“Let’s see the pictures.” My voice came out low and husky, something wrong with my vocal cords.

“Yeah. Let’s do that.” Conrad seemed to have the same issue, voice rough as he inhaled and exhaled like we were at a yoga class.

I exited first, grabbing the strip as the machine spit it out.

“Oh, wow.” Conrad peered over my shoulder, still way too close. “Not silly at all.”

No, they weren’t funny pictures in the slightest. Instead, we looked…happy. Like my-oldest-sister’s-wedding-pictures happy—like a couple radiating the kind of affection that seemed to transcend paper and ink. It was…unsettling. Like seeing my deeply hidden private wishes exposed for public consumption, leaving me raw and vulnerable.

“Want me to snap a copy of it?” Conrad asked, still looking himself. I wondered what he saw, if I was hallucinating about the happiness in our eyes.

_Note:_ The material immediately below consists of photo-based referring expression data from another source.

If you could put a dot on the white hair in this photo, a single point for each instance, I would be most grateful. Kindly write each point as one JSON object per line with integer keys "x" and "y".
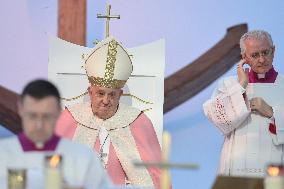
{"x": 255, "y": 34}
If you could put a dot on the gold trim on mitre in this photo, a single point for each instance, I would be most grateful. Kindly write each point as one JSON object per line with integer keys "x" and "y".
{"x": 102, "y": 82}
{"x": 111, "y": 58}
{"x": 108, "y": 80}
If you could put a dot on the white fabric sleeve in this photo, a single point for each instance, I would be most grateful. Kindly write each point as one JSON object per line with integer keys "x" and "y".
{"x": 227, "y": 108}
{"x": 278, "y": 114}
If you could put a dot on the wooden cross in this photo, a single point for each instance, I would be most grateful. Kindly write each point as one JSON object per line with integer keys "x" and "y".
{"x": 179, "y": 87}
{"x": 108, "y": 16}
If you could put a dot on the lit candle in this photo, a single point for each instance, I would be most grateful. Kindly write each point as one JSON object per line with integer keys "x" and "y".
{"x": 165, "y": 176}
{"x": 274, "y": 179}
{"x": 53, "y": 179}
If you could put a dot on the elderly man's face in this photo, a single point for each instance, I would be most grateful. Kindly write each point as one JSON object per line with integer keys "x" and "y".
{"x": 104, "y": 101}
{"x": 259, "y": 54}
{"x": 39, "y": 117}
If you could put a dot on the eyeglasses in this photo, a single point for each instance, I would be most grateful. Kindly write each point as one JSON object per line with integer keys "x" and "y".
{"x": 265, "y": 53}
{"x": 45, "y": 118}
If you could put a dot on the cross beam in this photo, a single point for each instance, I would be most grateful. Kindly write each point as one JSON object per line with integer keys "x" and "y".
{"x": 190, "y": 80}
{"x": 108, "y": 16}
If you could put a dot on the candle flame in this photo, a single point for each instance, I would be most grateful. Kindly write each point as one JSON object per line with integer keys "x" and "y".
{"x": 54, "y": 160}
{"x": 273, "y": 171}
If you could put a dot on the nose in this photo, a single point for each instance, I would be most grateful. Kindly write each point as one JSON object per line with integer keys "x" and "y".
{"x": 39, "y": 124}
{"x": 105, "y": 99}
{"x": 261, "y": 59}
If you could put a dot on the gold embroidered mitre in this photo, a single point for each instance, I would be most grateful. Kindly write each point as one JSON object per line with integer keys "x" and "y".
{"x": 108, "y": 65}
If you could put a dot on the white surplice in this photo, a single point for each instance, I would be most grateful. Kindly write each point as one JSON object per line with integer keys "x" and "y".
{"x": 249, "y": 145}
{"x": 81, "y": 166}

“We don’t need to bother the others with a picture right now.” I tried to sound decisive, but when I went to tuck the strip of pictures in my pocket, Conrad plucked it from me.

“I want to keep it anyway.”

Well, so did I, a private souvenir to obsess over later, and not inevitably lost to the laundry as it would be with Conrad, but I let him keep it, not wanting to give away too much by taking it back.

“What next?” I asked, my voice somewhat back to normal.

“Pinball.” Humming some tune under his breath, Conrad made his way to the row of shiny games along one of the side walls. “I wish our pizza place had had some of these instead of just kid games.”

Something he’d said earlier poked at my brain. “You’re going back to that job, right? Like they gave you vacation time?”

Conrad was silent while he fed tokens to the pinball machine, which made it light up and the music start. “Hang on.”

I almost forgot the question as I watched him play, the way his whole body seemed to vibrate with focus and energy, shoulders flexing, eyes narrowing, same hand that had been on me working the knobs and buttons. It was the weirdest thing in the world to get turned on from—right up there with my thing for the latest Captain Kirk and about as unrealistic.

Finally, the turn came to an end and I asked again, both as distraction from getting worked up watching him and because I couldn’t let it drop. “So about that job? They’re holding it for you?”

Conrad sighed. “Not exactly.”

“Not exactly how?” Tilting my head, I studied him carefully, noting the rare blush on his cheeks and his skittish gaze.

“Listen, if I tell you something, can you promise to not tell the others?”

“Yes.” Agreeing was easy. I hardly gossiped with the rest of our play group as it was, and being singled out for a secret—something that almost never happened—was too good to pass up.

“The grocery store let me go right before we left. And I…uh…” He rubbed the back of his neck. “I might have quit the pizza place when they wouldn’t give me time off. They might rehire me once they have a chance to miss me. Or I’ll find something else. But it won’t matter. Because I’m going to win.”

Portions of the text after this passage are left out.